The country, ruled by socialist dictators for 55 years, has streets riddled with potholes, crumbling buildings in its capital of Havana and cars that would be deemed "classics" in the U.S. because they're so old. Its citizens have few possessions and even less political freedom.

President Obama, regrettably, as much as blamed the United States for the island country's poverty Wednesday, saying the U.S. decision to sever ties with the country was "an outdated approach that ... has failed to advance our interests."

Elsewhere, a former presidential water carrier made a similar statement.

"Our decades-long policy of isolation," said former Secretary of State Hillary Clinton, who was said to be an early author of the normalization plan, "has only strengthened the Castro regime's grip on power."

What was missing in Obama's remarks was any condemnation of the socialist governing system in the country that actually has caused the problems and kept its people isolated and poor.

Instead, he said, the restoration of diplomatic relations would move the countries beyond a "rigid policy that is rooted in events that took place before most of us were born."
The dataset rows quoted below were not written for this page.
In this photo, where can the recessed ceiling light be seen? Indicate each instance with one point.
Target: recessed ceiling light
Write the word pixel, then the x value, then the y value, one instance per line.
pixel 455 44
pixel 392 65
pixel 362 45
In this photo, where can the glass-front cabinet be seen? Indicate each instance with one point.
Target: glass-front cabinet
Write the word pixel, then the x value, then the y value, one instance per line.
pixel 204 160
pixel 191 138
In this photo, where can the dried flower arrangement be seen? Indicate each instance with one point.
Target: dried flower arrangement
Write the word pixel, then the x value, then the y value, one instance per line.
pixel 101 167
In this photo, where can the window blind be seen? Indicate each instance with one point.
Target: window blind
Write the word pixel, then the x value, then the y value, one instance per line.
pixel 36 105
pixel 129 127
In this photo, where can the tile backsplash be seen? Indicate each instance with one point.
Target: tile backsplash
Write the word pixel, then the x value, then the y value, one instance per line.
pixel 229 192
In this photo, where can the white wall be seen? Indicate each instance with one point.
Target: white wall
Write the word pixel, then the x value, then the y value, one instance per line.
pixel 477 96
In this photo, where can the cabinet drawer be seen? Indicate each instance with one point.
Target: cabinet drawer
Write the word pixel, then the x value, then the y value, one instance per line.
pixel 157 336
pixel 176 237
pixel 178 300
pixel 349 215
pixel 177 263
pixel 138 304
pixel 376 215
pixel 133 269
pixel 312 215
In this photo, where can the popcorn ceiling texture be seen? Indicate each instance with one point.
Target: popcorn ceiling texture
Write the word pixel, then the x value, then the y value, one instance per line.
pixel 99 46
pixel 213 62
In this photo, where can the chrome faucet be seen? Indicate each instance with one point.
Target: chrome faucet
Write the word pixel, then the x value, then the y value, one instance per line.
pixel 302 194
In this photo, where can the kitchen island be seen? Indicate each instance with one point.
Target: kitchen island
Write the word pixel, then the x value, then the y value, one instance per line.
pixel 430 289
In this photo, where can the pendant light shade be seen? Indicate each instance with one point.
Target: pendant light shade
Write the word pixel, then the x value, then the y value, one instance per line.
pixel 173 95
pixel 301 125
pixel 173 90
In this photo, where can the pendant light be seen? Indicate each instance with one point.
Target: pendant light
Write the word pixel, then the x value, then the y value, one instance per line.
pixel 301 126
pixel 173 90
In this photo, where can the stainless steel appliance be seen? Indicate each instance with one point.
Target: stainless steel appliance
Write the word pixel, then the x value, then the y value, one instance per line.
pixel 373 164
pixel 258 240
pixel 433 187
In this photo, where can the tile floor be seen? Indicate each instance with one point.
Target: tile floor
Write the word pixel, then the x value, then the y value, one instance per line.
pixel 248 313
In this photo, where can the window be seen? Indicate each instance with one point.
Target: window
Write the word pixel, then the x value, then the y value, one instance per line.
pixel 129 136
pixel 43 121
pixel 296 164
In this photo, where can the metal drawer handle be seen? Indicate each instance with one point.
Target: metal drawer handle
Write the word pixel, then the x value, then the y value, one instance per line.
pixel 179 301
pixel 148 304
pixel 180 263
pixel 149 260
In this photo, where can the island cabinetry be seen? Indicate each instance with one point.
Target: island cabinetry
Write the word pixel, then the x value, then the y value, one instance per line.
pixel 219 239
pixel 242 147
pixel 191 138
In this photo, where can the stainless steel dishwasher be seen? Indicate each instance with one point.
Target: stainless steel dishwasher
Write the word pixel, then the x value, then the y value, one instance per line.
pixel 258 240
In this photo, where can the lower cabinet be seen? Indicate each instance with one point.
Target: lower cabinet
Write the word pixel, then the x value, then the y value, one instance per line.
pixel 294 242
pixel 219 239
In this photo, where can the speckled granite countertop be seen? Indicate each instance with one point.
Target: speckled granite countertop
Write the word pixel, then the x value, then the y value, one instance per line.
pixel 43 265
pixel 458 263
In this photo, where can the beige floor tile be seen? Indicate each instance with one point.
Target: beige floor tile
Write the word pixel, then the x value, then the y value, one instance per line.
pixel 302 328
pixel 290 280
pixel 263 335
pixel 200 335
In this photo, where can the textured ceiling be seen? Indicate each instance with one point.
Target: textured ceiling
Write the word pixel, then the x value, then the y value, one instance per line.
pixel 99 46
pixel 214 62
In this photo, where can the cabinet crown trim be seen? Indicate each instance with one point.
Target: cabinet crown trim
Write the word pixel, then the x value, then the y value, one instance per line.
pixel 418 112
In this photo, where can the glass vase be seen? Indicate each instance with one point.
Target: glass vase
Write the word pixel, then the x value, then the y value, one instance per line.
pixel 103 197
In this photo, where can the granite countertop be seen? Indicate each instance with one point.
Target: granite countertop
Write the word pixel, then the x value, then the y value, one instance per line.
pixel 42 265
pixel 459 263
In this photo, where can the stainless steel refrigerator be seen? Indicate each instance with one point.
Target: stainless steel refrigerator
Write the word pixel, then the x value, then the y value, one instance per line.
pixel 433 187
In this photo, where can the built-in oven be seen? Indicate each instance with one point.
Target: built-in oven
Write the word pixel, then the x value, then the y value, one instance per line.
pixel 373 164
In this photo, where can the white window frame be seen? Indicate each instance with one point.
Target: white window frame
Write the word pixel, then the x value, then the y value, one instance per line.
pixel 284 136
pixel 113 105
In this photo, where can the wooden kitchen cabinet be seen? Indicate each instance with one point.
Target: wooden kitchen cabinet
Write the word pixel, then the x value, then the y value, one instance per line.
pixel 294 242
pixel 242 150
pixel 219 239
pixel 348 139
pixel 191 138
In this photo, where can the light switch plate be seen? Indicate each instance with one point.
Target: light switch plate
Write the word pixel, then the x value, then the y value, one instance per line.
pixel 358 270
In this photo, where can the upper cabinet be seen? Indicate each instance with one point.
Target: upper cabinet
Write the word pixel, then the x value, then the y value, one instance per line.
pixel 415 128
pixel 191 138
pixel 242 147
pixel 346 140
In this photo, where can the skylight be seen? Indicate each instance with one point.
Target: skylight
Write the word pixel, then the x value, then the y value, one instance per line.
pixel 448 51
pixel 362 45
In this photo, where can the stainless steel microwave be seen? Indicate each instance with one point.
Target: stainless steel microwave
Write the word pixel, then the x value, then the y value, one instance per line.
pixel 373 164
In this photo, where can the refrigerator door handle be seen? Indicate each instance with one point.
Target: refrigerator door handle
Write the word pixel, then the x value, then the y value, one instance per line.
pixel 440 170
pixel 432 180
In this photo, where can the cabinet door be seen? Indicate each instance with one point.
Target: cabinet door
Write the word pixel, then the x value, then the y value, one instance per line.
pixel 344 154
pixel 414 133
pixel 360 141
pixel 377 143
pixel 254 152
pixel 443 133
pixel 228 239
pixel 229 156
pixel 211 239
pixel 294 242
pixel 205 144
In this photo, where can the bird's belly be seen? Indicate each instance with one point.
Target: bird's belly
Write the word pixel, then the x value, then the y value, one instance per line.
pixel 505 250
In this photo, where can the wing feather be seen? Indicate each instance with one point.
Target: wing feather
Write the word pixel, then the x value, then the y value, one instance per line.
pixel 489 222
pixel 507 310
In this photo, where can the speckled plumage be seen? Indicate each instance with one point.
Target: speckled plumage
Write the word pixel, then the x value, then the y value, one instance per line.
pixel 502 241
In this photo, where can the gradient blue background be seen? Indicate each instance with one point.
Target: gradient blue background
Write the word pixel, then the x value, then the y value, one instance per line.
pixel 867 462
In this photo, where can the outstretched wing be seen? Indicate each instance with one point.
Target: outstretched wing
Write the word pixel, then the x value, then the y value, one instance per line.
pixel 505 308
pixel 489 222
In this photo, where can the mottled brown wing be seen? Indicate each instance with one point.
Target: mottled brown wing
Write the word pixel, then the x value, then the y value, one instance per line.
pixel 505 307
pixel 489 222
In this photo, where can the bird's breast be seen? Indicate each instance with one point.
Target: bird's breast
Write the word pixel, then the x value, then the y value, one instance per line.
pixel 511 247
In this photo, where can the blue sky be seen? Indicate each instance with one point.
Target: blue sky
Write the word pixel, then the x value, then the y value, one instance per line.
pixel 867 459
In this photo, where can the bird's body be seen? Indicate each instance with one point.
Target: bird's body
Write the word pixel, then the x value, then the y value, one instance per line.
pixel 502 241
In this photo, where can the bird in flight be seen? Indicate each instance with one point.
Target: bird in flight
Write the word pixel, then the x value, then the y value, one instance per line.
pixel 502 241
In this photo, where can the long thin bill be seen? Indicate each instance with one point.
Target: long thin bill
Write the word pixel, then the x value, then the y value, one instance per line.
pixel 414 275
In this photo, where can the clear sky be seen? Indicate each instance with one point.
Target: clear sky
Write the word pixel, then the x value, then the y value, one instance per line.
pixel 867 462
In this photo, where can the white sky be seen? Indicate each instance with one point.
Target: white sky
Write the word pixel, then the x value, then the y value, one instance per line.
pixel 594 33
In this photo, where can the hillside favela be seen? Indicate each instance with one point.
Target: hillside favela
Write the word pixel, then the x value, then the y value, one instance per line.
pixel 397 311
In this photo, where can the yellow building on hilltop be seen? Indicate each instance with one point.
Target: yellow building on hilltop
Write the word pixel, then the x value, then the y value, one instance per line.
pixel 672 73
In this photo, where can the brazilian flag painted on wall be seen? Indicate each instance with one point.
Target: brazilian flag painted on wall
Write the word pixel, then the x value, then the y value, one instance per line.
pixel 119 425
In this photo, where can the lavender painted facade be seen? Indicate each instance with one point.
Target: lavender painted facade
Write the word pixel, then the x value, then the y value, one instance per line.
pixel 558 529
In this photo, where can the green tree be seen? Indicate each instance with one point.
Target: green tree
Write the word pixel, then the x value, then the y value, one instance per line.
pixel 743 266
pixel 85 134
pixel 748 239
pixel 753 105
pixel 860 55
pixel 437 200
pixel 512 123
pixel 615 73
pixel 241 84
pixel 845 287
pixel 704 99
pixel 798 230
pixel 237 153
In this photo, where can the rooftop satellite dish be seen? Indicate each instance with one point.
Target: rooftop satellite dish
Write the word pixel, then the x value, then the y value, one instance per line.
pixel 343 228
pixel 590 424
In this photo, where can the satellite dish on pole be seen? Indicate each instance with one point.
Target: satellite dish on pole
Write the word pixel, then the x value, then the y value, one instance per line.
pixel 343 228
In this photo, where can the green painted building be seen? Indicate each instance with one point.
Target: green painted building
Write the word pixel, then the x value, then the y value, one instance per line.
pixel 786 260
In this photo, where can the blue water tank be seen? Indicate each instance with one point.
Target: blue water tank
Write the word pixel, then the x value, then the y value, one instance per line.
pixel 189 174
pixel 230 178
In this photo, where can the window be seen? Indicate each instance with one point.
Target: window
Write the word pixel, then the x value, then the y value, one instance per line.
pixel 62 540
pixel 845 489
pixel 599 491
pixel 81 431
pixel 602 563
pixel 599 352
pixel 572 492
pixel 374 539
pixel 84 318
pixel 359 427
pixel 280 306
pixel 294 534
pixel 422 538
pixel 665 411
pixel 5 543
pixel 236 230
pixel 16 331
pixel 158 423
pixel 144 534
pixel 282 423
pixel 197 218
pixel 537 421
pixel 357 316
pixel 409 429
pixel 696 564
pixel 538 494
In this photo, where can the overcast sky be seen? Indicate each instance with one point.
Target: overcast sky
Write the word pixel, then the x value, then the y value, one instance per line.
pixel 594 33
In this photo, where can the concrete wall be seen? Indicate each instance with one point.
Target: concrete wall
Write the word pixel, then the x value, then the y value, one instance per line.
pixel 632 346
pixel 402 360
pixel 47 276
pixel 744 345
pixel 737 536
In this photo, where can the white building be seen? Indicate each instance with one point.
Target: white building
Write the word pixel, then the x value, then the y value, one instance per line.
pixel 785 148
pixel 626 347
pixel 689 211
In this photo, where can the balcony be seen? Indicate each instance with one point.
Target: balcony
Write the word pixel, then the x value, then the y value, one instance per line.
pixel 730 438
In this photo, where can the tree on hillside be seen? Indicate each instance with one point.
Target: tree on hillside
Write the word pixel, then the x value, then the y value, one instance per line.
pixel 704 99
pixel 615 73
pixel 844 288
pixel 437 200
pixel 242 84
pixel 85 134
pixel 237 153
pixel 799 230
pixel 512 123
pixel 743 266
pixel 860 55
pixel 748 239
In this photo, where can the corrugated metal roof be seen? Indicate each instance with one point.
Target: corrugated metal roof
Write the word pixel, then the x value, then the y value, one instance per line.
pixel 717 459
Obama's remarks fit nicely with those of the Cuban government, which trades with 99 percent of other nations but has blamed the 1962 trade embargo put in place by a Democratic president and left in place by presidents of both parties as the root of its economic problems.

Indeed, President Raul Castro, the country's dictator, said the two countries now could resolve their differences "without renouncing a single one of our principles."

In other words, he is saying, we can remain Communist and continue to depress our people but get the benefits of whatever additional trade can be had with the Great Satan of the United States. But those benefits no doubt will flow directly into the hands of the government, as they do now in trade with foreign nations, rather than into those of the people, who need it so desperately.

Castro and his brother, longtime dictator Fidel Castro, are close allies of Syria and Iran, and the country is an avowed enemy of Israel and has supplied troops to Marxist revolutionaries in Africa and Latin America. It is difficult to see how those alliances will change if Cuba refuses to renounce its current principles.

Fortunately, the official trade embargo cannot be lifted without the approval on Congress, but Obama's agreement eases restrictions of some exports, remittances, travel and banking relations. But strictly tourist travel is not permitted yet.

The deal, like the one the president made with the Taliban in Afghanistan for the release of American Bowe Bergdahl, also included a more than one-for-one exchange of prisoners. Where Bergdahl was traded for five high-ranking Taliban terrorists, three Cuban spies who had been in a U.S. prison since 2001 were traded for a U.S. intelligence agent who had been in a Cuban prison for nearly 20 years. Cuba is also supposed to release 53 political prisoners from a list provided by the U.S., but time will tell if that happens.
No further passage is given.